January 25, 2014 | Mark Aselstine

Easton Wines H House Red

About Easton Wines: A standout among Sierra Nevada Foothills growers for well over a generation, Bill Easton is among the only growers in the region willing to take chances and produce wines that don’t encompass Zinfandel (the grape, which to this day, still will spring up wild among the hillsides).  Splitting the winery between Rhone varietals and non Rhones helped Easton to keep things easy for wine sellers and has helped the winery grow in ways that a decade ago, no one thought was possible in the foothills.  I will note that Easton put his name on the part of the winery that crafts the non Rhone varietals and calls this his wife’s favorite wine, so I’ll let you have a guess at the quality. With multiple wines during almost every vintage rated at 90 points and above Easton and its sister label (Tierre Rouge) deserves a look when you’re ready to branch out from the uncountable number of choices available in Napa Valley, Sonoma, Santa Barbara and Paso Robles.
 

H House Red Tasting Notes: A blend of Cabernet Sauvignon and Syrah which originally came to the forefront of the wine industry from Languedoc France (virtually the only region of the country where new blends are legally possible) the Easton H House Red aims to be an easy drinking, easy choice for a wine any day of the week.

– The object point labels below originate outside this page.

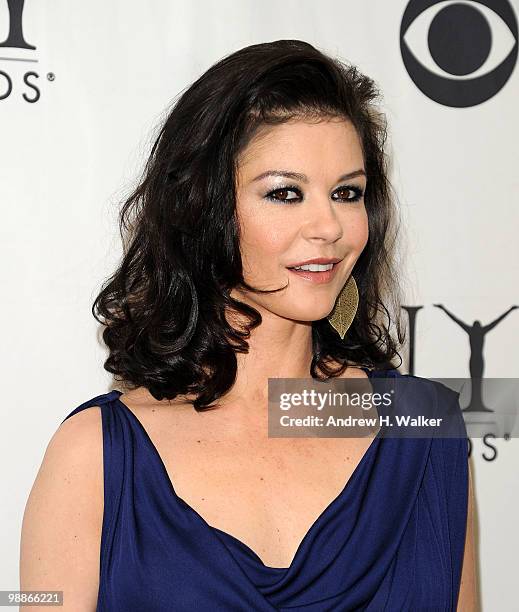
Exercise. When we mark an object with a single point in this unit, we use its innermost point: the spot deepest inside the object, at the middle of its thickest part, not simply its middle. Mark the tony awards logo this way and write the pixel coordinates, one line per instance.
(18, 76)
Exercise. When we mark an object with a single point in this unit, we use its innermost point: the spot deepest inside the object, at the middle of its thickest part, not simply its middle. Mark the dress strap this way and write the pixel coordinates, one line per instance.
(117, 457)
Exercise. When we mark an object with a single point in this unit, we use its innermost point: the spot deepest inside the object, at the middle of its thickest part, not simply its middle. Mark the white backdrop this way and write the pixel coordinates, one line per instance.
(75, 134)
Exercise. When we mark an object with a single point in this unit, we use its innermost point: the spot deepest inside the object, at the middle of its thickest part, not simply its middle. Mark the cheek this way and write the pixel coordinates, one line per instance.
(261, 239)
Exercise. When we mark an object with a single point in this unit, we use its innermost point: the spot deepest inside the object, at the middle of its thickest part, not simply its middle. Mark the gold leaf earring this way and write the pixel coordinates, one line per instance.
(345, 308)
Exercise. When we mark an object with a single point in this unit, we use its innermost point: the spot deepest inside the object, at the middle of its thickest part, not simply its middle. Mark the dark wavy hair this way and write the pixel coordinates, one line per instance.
(164, 307)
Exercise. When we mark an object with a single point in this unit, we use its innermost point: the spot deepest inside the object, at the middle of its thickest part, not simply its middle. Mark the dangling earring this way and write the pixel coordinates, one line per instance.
(345, 308)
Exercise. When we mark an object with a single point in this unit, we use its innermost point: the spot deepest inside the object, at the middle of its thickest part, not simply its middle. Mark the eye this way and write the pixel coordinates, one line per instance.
(278, 195)
(357, 193)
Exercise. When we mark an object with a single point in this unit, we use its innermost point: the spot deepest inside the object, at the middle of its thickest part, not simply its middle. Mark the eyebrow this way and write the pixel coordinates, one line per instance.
(303, 177)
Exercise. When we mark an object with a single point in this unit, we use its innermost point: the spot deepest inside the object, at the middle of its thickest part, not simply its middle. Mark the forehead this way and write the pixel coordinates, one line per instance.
(333, 143)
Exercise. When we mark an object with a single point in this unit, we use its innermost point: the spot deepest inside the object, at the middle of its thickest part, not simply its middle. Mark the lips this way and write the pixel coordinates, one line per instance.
(315, 260)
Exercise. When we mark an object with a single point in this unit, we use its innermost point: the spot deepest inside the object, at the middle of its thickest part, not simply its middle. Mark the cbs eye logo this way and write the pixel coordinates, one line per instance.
(459, 54)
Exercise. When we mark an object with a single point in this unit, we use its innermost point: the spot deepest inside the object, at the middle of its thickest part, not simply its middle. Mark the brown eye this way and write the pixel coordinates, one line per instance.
(279, 195)
(344, 191)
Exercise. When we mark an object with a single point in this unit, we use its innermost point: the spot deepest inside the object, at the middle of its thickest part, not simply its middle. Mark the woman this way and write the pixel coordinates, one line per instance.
(171, 496)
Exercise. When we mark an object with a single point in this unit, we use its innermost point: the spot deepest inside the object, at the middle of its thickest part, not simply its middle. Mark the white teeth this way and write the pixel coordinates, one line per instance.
(315, 267)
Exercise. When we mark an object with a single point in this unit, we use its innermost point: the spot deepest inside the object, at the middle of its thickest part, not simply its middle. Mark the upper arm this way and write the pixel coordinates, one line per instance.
(468, 598)
(62, 522)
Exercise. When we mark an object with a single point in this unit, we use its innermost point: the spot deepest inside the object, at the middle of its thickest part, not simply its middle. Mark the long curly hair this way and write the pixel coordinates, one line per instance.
(163, 309)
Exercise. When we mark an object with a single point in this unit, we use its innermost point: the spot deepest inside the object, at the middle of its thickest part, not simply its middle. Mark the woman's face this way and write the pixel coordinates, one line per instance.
(314, 212)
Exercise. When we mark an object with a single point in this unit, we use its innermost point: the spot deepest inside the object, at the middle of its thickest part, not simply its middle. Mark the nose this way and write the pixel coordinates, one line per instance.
(321, 220)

I believe you’ll note the standard California Cabernet in play here, solid structure but not overly dramatic in a way that destroys everything around it (like many complain about South American wine) also you’ll note the zesty and spicy flavors that are reminiscent of Syrah very much at the forefront as you get through the bottle.
 

About Sierra Foothills Wine: When it comes to California wine, there isn’t an older growing region than the Sierra Foothills.  When settlers first came looking for their fortunes in the gold covered hills of the Sierra Nevada, they found wild vines growing along their route from San Francisco into the foothills.  Those vines encompassed Zinfandel to be sure, but also Petite Sirah and at least three other grapes.